From the Guidelines
Retesting for mononucleosis in a patient with a history of mono who is currently symptomatic is generally not recommended. Once a person has had mononucleosis, caused by the Epstein-Barr virus (EBV), they develop antibodies that typically remain positive for life, making repeat testing unhelpful for diagnosing a new illness 1. Instead, focus on evaluating the current symptoms and consider alternative diagnoses. The patient's symptoms may be due to another condition such as strep throat, influenza, COVID-19, or another viral or bacterial infection.
- Key points to consider:
- EBV antibodies, such as VCA IgG and EBNA, remain detectable for life in over 90% of the normal adult population 1
- The presence of EBNA antibodies indicates infection more than 6 weeks from the time of the sample and therefore not likely implicating EBV as a cause 1
- EBV can occasionally reactivate but rarely causes significant symptoms in immunocompetent individuals
- If the patient is experiencing severe fatigue, sore throat, fever, or lymphadenopathy similar to their previous mono episode, appropriate testing should be directed toward these alternative causes.
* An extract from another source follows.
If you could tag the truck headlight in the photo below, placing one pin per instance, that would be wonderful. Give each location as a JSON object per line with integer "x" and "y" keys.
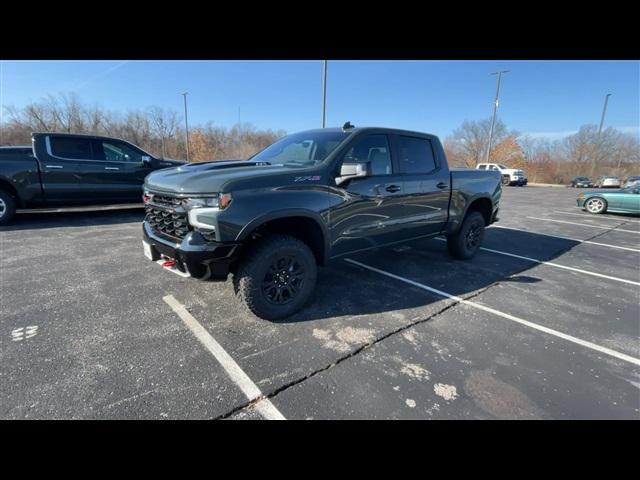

For patients with persistent fatigue after mono, consider chronic fatigue syndrome or other underlying conditions rather than EBV reactivation 1. Management should focus on symptomatic treatment and identifying the actual cause of the current symptoms.
From the Research
Retesting for Mononucleosis
If a patient has a history of mononucleosis and is symptomatic, the decision to retest should be based on the clinical presentation and the timing of the symptoms.
- The patient's symptoms and medical history should be evaluated to determine if retesting is necessary 2.
- The heterophile antibody test has a sensitivity of 87% and specificity of 91%, but can have a false-negative result in certain cases, such as in children younger than five years and in adults during the first week of illness 2.
- Epstein-Barr viral capsid antigen-antibody testing is more sensitive and specific, but more expensive and takes longer to process than the rapid heterophile antibody test 2.
Diagnostic Tests
The following diagnostic tests can be used to diagnose infectious mononucleosis:
- Complete blood count with differential to assess for greater than 40% lymphocytes and greater than 10% atypical lymphocytes 2.
- Rapid heterophile antibody test, which has a sensitivity of 87% and specificity of 91% 2.
- Epstein-Barr viral capsid antigen-antibody testing, which is more sensitive and specific but more expensive and takes longer to process 2.
- Plasma EBV-DNA test, which has a higher diagnostic value than the VCA-IgG avidity test in children aged <6 years, especially aged <3 years 3.
Considerations for Retesting
The decision to retest for mononucleosis should take into account the following considerations:
- The patient's age and immune status, as immunosuppressed populations are at higher risk of severe disease and significant morbidity 2.
- The timing of the symptoms, as the heterophile antibody test can have a false-negative result in adults during the first week of illness 2.
- The results of previous diagnostic tests, such as the complete blood count with differential and the rapid heterophile antibody test 2.
- The presence of elevated liver enzymes, which can increase clinical suspicion for infectious mononucleosis in the setting of a negative heterophile antibody test result 2.